Fece cenno agli spettatori di fare largo e si mise di fronte all'avversario, ponendosi in guardia con una eleganza e con una sicurezza da sconcertare l'avversario.

- A noi, conte di casa del diavolo - disse coi denti stretti. - Fra poco qui vi sarà un morto.

L'avventuriero si era messo in guardia, ma ad un tratto si rialzò, dicendo:

- Un momento, caballero. Quando s'incrocia il ferro si ha il diritto di conoscere il nome dell'avversario.

- Sono più nobile di te, ti basta?...

- No, è il nome che voglio sapere.

- Lo vuoi?... Sia, ma peggio per te, poiché non lo dirai più a nessuno.

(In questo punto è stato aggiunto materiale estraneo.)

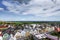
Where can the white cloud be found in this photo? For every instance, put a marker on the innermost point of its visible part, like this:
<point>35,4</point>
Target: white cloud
<point>43,8</point>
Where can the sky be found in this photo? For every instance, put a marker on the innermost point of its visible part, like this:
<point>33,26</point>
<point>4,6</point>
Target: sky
<point>29,10</point>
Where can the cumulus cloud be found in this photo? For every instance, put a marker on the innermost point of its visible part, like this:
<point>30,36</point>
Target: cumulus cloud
<point>43,8</point>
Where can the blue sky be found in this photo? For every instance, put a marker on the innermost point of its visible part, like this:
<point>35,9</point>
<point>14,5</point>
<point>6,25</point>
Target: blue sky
<point>30,10</point>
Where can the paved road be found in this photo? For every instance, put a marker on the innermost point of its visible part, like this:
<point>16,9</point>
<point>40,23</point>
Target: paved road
<point>52,37</point>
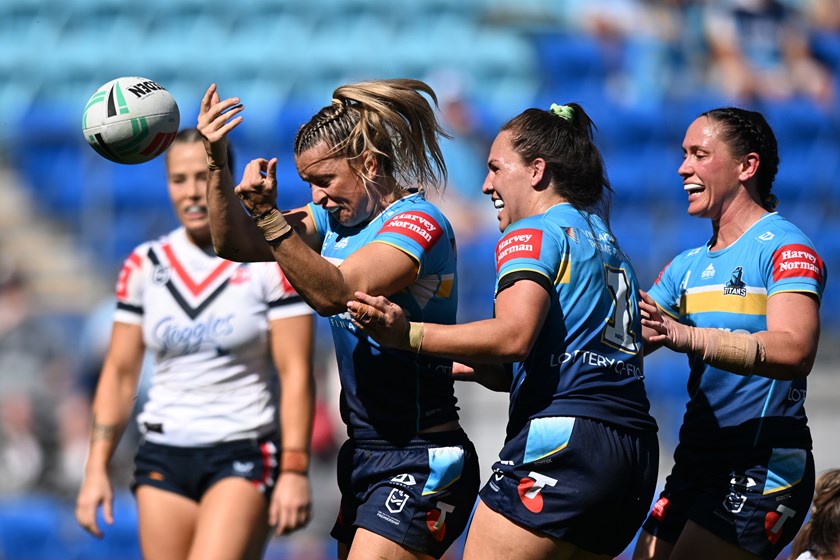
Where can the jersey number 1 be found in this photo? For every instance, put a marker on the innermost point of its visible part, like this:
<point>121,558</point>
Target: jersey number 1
<point>618,331</point>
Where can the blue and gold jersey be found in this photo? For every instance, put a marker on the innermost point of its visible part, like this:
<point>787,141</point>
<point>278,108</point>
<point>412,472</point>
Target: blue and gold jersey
<point>729,289</point>
<point>389,393</point>
<point>587,360</point>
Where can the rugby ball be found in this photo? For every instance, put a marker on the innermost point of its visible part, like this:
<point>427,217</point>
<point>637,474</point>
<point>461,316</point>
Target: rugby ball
<point>130,120</point>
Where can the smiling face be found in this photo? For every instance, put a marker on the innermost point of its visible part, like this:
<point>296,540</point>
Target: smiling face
<point>710,173</point>
<point>336,186</point>
<point>186,172</point>
<point>508,181</point>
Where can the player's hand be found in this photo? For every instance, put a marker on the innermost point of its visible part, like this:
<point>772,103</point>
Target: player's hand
<point>95,491</point>
<point>215,119</point>
<point>378,318</point>
<point>291,503</point>
<point>666,331</point>
<point>258,188</point>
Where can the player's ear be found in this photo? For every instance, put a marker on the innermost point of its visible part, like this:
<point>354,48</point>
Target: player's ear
<point>370,165</point>
<point>538,170</point>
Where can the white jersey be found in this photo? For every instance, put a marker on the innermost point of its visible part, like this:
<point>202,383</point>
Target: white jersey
<point>205,321</point>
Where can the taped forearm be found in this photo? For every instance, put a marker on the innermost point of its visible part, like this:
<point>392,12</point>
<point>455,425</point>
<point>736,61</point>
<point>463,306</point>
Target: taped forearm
<point>735,352</point>
<point>272,224</point>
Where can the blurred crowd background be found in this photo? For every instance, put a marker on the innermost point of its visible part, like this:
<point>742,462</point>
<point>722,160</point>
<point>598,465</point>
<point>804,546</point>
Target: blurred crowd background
<point>643,69</point>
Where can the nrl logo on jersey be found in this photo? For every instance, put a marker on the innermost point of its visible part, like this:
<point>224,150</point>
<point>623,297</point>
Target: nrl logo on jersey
<point>160,276</point>
<point>735,286</point>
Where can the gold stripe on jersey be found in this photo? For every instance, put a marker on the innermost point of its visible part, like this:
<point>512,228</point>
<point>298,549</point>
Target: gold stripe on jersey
<point>712,299</point>
<point>564,274</point>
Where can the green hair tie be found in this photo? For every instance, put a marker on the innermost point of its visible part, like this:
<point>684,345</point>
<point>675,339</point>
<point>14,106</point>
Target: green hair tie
<point>562,111</point>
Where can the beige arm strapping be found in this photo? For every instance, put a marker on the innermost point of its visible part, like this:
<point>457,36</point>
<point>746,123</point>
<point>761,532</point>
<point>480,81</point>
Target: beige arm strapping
<point>735,352</point>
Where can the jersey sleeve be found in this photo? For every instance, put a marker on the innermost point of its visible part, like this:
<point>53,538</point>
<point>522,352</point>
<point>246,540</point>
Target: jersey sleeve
<point>665,290</point>
<point>130,286</point>
<point>282,299</point>
<point>527,252</point>
<point>320,218</point>
<point>414,232</point>
<point>796,267</point>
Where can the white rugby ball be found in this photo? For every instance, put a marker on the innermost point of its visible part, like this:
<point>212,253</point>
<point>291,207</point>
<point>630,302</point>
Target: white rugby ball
<point>130,120</point>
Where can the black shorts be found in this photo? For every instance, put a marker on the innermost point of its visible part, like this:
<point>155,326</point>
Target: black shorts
<point>420,495</point>
<point>577,480</point>
<point>191,471</point>
<point>756,499</point>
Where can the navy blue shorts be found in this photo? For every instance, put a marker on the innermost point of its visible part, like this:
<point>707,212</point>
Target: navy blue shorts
<point>756,499</point>
<point>191,471</point>
<point>420,495</point>
<point>577,480</point>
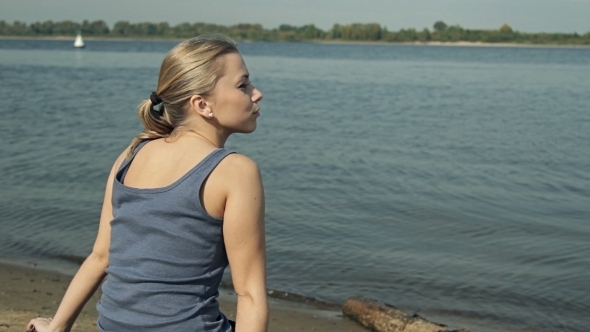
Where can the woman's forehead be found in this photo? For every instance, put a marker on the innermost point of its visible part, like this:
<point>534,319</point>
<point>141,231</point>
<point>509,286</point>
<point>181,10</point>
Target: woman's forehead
<point>235,66</point>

Gli si avvicinò e gli mormorò alcune parole in un orecchio.

L'avventuriero aveva mandato un grido di stupore e fors'anche di spavento e aveva fatto due passi indietro come se avesse voluto rifugiarsi fra gli spettatori e tradire il segreto; ma il Corsaro Nero aveva cominciato ad incalzarlo vivamente, costringendolo a difendersi.

I bevitori avevano formato un ampio circolo attorno ai duellanti. Il negro e Carmaux erano in prima linea, però non sembravano affatto preoccupati dell'esito di quello scontro, specialmente l'ultimo che sapeva di quanto era capace il fiero corsaro. L'avventuriero, fino dai primi colpi, si era accorto d'aver dinanzi un avversario formidabile, deciso ad ucciderlo al primo colpo falso, e ricorreva a tutte le risorse della scherma per parare le botte che grandinavano.

Quell'uomo non era però uno spadaccino da disprezzarsi. Alto di statura, grosso e robustissimo, dal polso fermo e dal braccio vigoroso, doveva opporre una lunga resistenza e si capiva che non era facile a stancarsi.

Il Corsaro tuttavia, snello, agile, dalla mano pronta, non gli dava un istante di tregua, come se temesse che approfittasse della minima sosta per tradirlo.

La sua spada lo minacciava sempre, costringendolo a continue parate.